Bruxelles, 04/03/2003 (Agence Europe) - L'ancien Premier ministre irlandais John Bruton, qui représente son parlement au sein de la Convention européenne, souhaite introduire des dispositions spécifiques concernant l'énergie nucléaire dans le futur traité constitutionnel. Dans la contribution qu'il vient de présenter à cette fin, il souligne que la politique nucléaire devrait avant tout veiller à garantir un niveau élevé de sûreté des installations qui, à défaut, devraient être fermées. « En Irlande, nous avons travaillé au sein de l'Union européenne en vue d'améliorer les normes de sûreté des installations nucléaires (…).

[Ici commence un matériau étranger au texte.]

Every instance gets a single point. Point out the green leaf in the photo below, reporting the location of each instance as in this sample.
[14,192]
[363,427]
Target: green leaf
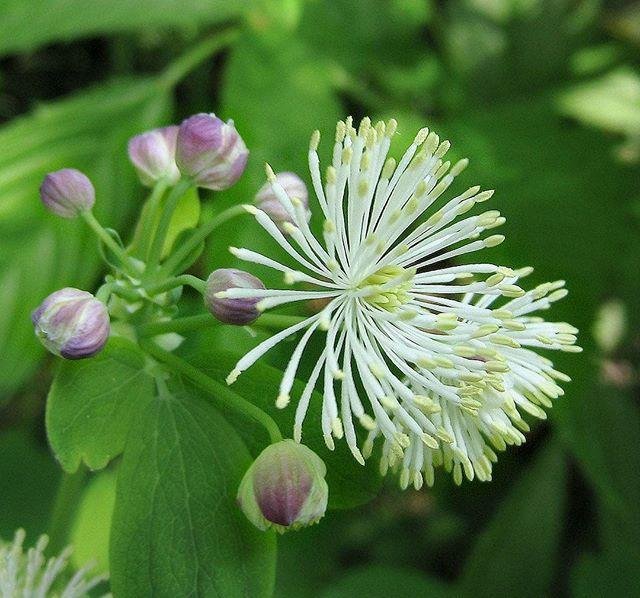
[176,528]
[381,581]
[516,553]
[262,78]
[350,484]
[29,482]
[38,251]
[91,528]
[611,102]
[27,25]
[92,403]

Actuellement, nous ne pouvons pas faire ce travail correctement parce que le traité (Euratom: NDLR) qui régit les questions nucléaires est dépassé, n'est pas assez mordant et n'accorde pas une place suffisante à la sûreté. Je veux des dispositions constitutionnelles (…) qui donnent mandat à l'UE d'agir efficacement pour garantir que toutes les installations nucléaires sont sûres, que les déchets nucléaires sont gérés sans risque pour les personnes, où que ce soit dans le monde, et que, si ces conditions ne sont pas réunies, les installations ou les activités concernées sont démantelées. Si Sellafield n'est pas sûre, l'UE doit fermer le site », affirme M. Bruton pour présenter cette contribution qui suggère deux options pour atteindre cet objectif. (Depuis des années, des députés européens irlandais posent le problème de la pollution et des risques provoqués en Irlande par la centrale nucléaire britannique de Sellafield).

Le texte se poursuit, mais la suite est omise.